Under terrestrial conditions, conversion of one isotope to another is very rare. Therefore, for practical purposes, the amount of carbon on Earth is constant. Thus processes that use carbon must obtain it from somewhere, and dispose of it somewhere. The paths that carbon follows in the environment are called the carbon cycle. For example, plants draw carbon dioxide out of the environments and use it to build biomass. Some of this biomass is eaten by animals, where some of it is exhaled as carbon dioxide. The carbon cycle is considerably more complicated than this short loop; for example, some carbon dioxide is dissolved in the oceans; dead plant or animal matter may become sedimentary rock, and so forth.

Isotopes

Carbon has two stable, naturally-occurring isotopes: carbon-12, or 12C, (98.89%) and carbon-13, or 13C, (1.11%), and one unstable, naturally-occurring, radioisotope; carbon-14 or 14C. There are 15 known isotopes of carbon and the shortest-lived of these is 8C which decays through proton emission and alpha decay. It has a half-life of 1.98739x10-21 s.

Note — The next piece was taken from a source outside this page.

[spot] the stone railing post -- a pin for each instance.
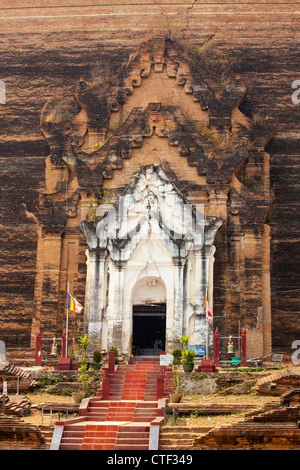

In 1961 the International Union of Pure and Applied Chemistry adopted the isotope carbon-12 as the basis for atomic weights.

Carbon-14 has a half-life of 5700 y and has been used extensively for radiocarbon dating wood, archaeological sites and specimens.

Precautions

Carbon is relatively safe. Inhalation of fine soot in large quantities can be dangerous. Carbon may catch fire at very high temperatures and burn vigorously (as in the Windscale fire).

There are a tremendous number of carbon compounds; some are lethally poisonous (cyanide, CN-), some are essential to life (dextrose), and some are both (carbon dioxide, CO2).